Friday, April 27, 2007


Friday Project

Her profile is almost perfect – she is sitting to the side of me, eating a sandwich from a plastic box, gently and unobtrusively sweeping up loose crumbs and consuming them much in the same way the vicar finishes off the bread after communion. While she does this, she is reading the ingredients list from the box, a long list which must contain so much that is bad for her, though it does not seem to have affected her yet. This gentle meal seems so perfect here among the fumes and noise of a British City centre and yet the thought of how anonymous this woman is to me brings on a wave of depression. I cannot know anything more than an infinitesimal fraction of what happens in the world or of all the people who exist and all of the rest is beyond my control. On the other side of me, an older woman, over-made-up, is causing me more annoyance simply by being there. Her perfume is strong and unsubtle, like waves of some chemical WMD which masks its destructiveness by trying to fake “niceness”. And what do they both think of me? They think nothing because most of us just do not see anything either side of us. We think in groups of two or three and leave anything else for the mathematicians because they like fives and complicated numbers with decimal points. The beautiful woman finishes her sandwich and I wonder which perfect number describes her. She is the sum of her factors, a balance of eyes and mouth that makes her face just right while the complicated formula of the ersatz perfume on my other side is defined in some patent from hell.

My mind is empty of anything outside of what I cannot see. I live in a world that expands as I get higher above it so when I sleep even I cease to exist. My own proprioception may well tell me where bits of me are relative to my head but when I sleep even this sense goes and I do not exist. Sometimes I wonder if some form of illness could steal away the bits of my mind that make me who I am just when I sleep so that waking up I am blank again, having only the memories of the day I inhabit. Is it worrying that this possibility of the effective end of my existence seems comforting? Who would vote for immortality? Who would want to live forever? That young woman might while she still can enjoy herself without worrying about fatigue and the failure of her pretty skin but I could not. I want a standard span and sometimes think in my irrational moments that I know when that will end. But that can never be. I can give you results without even being switched on, like a quantum computer. I can tell you the future while asleep, in that delicious, black zone of no space and no time, only divided up by random and intense dreams about people I thought I had forgotten about forever.

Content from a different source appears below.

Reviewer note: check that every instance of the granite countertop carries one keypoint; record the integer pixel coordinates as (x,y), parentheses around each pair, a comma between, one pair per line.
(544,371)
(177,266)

Like a TV screen looks black until compared with something white, this place seems to be silent, despite the traffic and the continuous background hum. No one in this little area speaks to anyone else; they keep eyes on nothing, the far distance or on papers or the ingredients of sandwich packs. I am lost to all of them, so obviously not connected in any dimension. We are all separate consciousnesses, never trapped or linked but broken from each other the moment our gametes are created by mitosis or whatever special process gametes use to create themselves. Understand the world and understand other people and you have the world before you. Sometimes I feel like a machine, wishing to know my exact response to every stimulus and erroring out whenever something new causes the following on an unknown path. It is all chemicals in the brain, little molecules manufactured by the body from mundane things like sandwiches that keep those neurons and synapses firing happily and keeping us happy too. If it is all so chemical, then why to good things makes us happy and bad things make us sad? The body is too complex to leave us with an answer to that. Some day we will understand how those little gaps between brain cells link into creating our minds and consciousness but for now we have only theory of mind and psychology. Thinking about it makes me happy; I have stepped out of the melancholia that sometimes covers everything and by analysing it have made it fade into the general grey that marks all the background to here. That perfect profile is a single positive in my day, a beautiful thing made from nothing, made for no more reason than to cheer me up in this haze of fumes and commerce.

Everything in boxes, kept out of sight with lids; that’s the way to live. Open only one box at a time; read only one book at a time and do not be distracted by the pretty labels of others. They all scream for attention, sometimes through claiming to be positively good and sometimes by demanding a response in order to avoid some terrible disaster. I know that the good and the disastrous happen anyway. We cannot avoid them other than in most basic ways and yet I live a super-cautious life, not doing things that are dangerous at all. Maybe that is what happens in super-depression, the desire to avoid doing anything that might remotely lead to a negative outcome leaves you under the duvet for ever. I’ve never been that bad but I can see why it happens. And then the duality of not wanting to move and not being able to sleep bites at me with vigour. While I am awake I can still at least think that the rest of the world exists even if I cannot see it.